Before the pandemic hit in early 2020, shutting down any of the 4 oilfields pumping off the province’s east coast was a distant consideration. But by May of 2020, emails obtained by way of entry to data laws present authorities officers had been already getting ready for Suncor and Husky Energy to stroll away from initiatives that may preserve their respective oilfields — Terra Nova and White Rose — working for years to come back. (Husky has since merged with Cenovus.)


“Based on the current economics and uncertainty, it is likely the asset life extension will not proceed,” stated authorities presentation notes on Suncor’s Terra Nova oilfield, dated June 30, 2020. “Much uncertainty as to when things will return to normal or what ‘the new normal’ will look like.”


The notes stated the province would take a $6.5-billion hit to its gross home product over the subsequent decade if Suncor deserted Terra Nova.


By the autumn of 2020, the paperwork present, Suncor was rethinking Terra Nova, and Cenovus was threatening to finish its operations within the province.


Energy Minister Andrew Parsons instructed media in October of 2020 that estimating the decommissioning prices taxpayers must swallow was “premature, given the current status of our offshore projects.” But presentation notes from a month earlier stated the province would owe Suncor a royalty refund of about $157 million, due in 2025, if Terra Nova shut down.


By June of 2021, the province’s offshore oil regulator had ready a communications plan in case Suncor determined to decommission the sector, the emails present.


Newfoundland and Labrador in the end gave the 2 firms about $246.5 million in direct subsidies, which got here from a $320-million switch from Ottawa geared toward bolstering the sector.


Cenovus acquired $41.5 million in December 2020 to maintain work occurring a mission that may lengthen the lifetime of White Rose, whereas in June 2021 Suncor was given $205 million in direct money and the province took a royalty reduce price $300 million to maintain work occurring Terra Nova.


Both Suncor and Cenovus posted important 2022 income final week, at $9.1 billion and $11.4 billion, respectively.


Mabee stated that looking back, it might have been good for the province to impose situations on these subsidies requiring the businesses to pay them again if oil costs rebounded.


“I think that often, a business that’s on the receiving end of the subsidies, when they’re threatening to walk away, it feels like they’re holding the cards.
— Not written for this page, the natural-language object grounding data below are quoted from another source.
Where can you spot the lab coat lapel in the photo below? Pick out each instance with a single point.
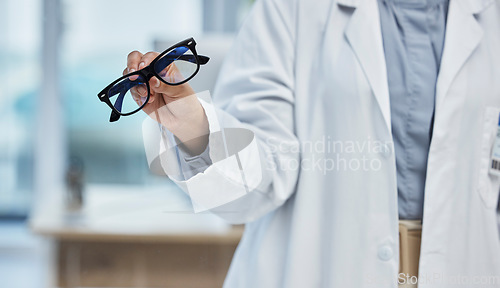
(463, 35)
(364, 35)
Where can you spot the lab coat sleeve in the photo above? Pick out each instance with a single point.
(253, 148)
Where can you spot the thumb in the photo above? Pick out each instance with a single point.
(170, 91)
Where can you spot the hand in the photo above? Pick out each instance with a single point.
(175, 107)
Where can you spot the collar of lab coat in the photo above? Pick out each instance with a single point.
(474, 6)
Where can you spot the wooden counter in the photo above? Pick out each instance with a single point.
(121, 244)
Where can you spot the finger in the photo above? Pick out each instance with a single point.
(177, 91)
(133, 60)
(146, 59)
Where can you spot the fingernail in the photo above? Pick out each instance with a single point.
(141, 90)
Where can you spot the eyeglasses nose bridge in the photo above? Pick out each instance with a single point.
(147, 72)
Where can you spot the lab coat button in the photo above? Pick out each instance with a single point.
(386, 151)
(385, 253)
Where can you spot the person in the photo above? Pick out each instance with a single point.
(343, 117)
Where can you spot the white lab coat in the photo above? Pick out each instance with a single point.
(305, 72)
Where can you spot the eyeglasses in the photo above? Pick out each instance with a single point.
(174, 66)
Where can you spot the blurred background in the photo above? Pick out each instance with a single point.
(78, 204)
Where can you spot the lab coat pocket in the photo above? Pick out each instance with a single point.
(488, 184)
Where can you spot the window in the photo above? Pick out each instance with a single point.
(20, 44)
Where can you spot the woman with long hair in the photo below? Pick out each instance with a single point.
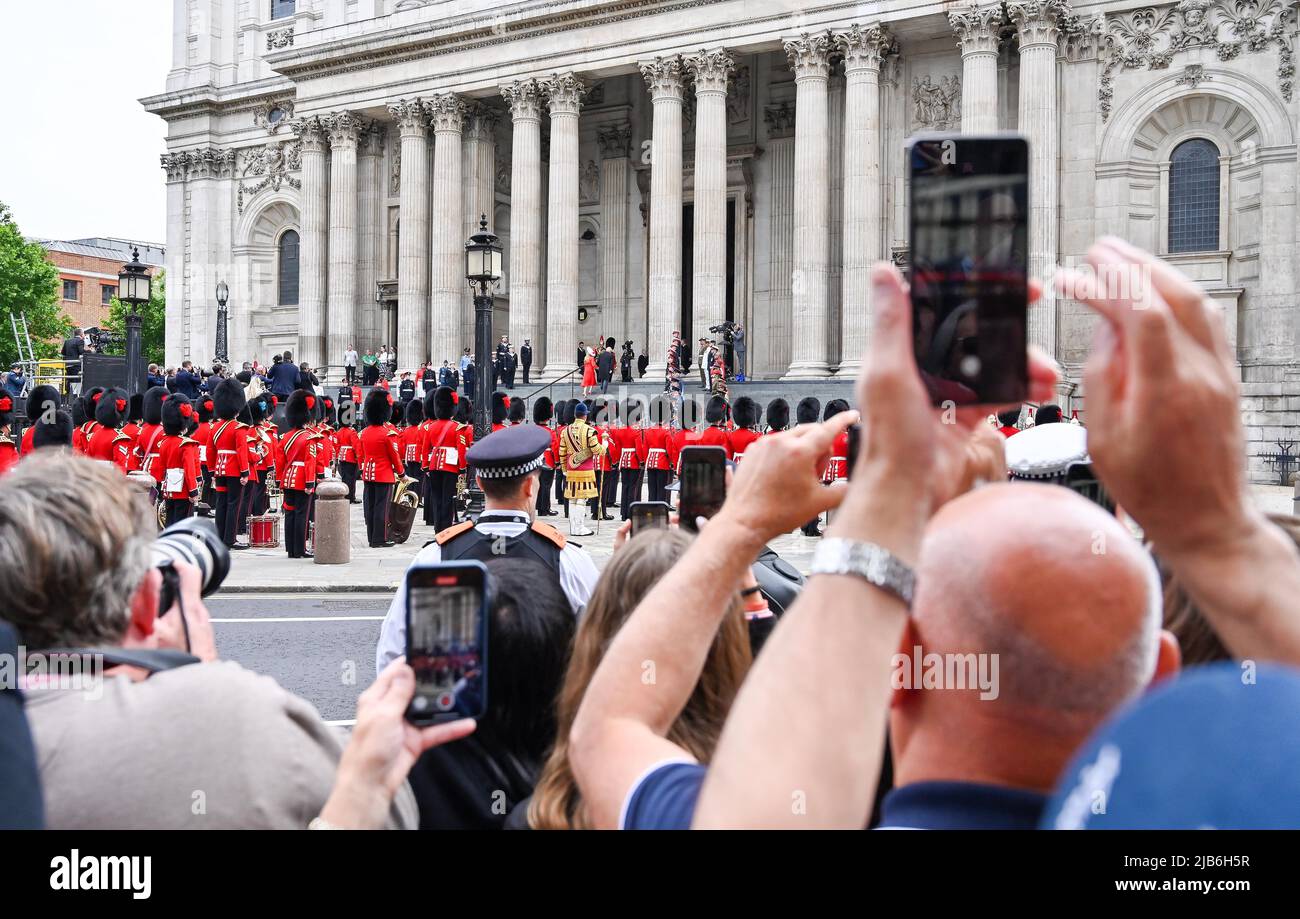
(629, 576)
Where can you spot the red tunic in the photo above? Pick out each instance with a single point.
(380, 458)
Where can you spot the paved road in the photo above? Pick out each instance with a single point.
(320, 646)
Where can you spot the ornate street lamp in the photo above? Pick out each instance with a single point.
(133, 289)
(482, 272)
(222, 298)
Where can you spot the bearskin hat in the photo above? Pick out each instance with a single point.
(39, 401)
(809, 410)
(57, 433)
(544, 410)
(778, 415)
(228, 401)
(177, 414)
(745, 412)
(377, 408)
(716, 410)
(111, 407)
(833, 408)
(415, 412)
(298, 410)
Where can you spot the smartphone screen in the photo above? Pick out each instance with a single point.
(649, 515)
(969, 254)
(703, 484)
(446, 641)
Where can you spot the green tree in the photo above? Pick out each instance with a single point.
(29, 286)
(152, 329)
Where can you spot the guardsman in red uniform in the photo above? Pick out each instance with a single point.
(839, 465)
(108, 442)
(8, 446)
(295, 468)
(177, 460)
(544, 412)
(745, 414)
(229, 458)
(381, 465)
(655, 437)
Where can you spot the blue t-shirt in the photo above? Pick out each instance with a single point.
(664, 797)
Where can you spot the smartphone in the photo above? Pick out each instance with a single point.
(447, 641)
(703, 484)
(969, 252)
(649, 515)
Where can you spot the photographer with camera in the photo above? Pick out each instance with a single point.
(167, 736)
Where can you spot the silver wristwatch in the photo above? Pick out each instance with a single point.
(874, 564)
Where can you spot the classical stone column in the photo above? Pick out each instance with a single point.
(564, 92)
(449, 289)
(1038, 24)
(313, 267)
(863, 50)
(343, 130)
(711, 70)
(615, 144)
(412, 342)
(663, 77)
(976, 35)
(810, 59)
(525, 215)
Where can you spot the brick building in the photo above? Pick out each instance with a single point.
(87, 273)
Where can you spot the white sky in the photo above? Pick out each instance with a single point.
(81, 157)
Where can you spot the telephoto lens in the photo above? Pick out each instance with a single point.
(193, 541)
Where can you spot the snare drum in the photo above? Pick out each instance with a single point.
(264, 532)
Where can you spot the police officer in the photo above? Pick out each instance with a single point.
(507, 464)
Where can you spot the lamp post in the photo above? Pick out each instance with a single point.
(222, 298)
(133, 289)
(482, 272)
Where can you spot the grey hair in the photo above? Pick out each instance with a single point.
(74, 546)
But in reality, they want the subsidy,” Mabee stated. “And they normally don’t want to walk away from long-term investments.”


As power demand adjustments and international locations transfer away from oil and gasoline, there may be extra volatility forward for fossil gas costs, he stated, including that governments ought to brace for extra excessive highs and lows. One method they will higher insulate themselves is to construct in mechanisms to recoup their subsidies or incentives when markets rebound, he stated.


Sara Hastings-Simon, an assistant professor on the University of Calgary learning power transitions, agrees.


“Simply giving subsidies and not structuring them in a way that’s tied to the price of oil, leaves the public very exposed,” she stated in an interview. “We insure the downside risk, and then the private sector gets to keep the upside benefit.”


Mabee famous that regardless of report oil income pushed by the conflict in Ukraine, some fossil gas firms have not introduced bigger investments in low-carbon power. Governments ought to make their monetary assist throughout downtowns contingent on investments in a net-zero future, he stated.


“The oil and gas industry has to change to get us there. And this is a lever that we could be using to help affect that change,” he stated. “This is the moment. It’s that subsidy moment when you actually have power.”


 


This report by The Canadian Press was first printed Feb. 21, 2023.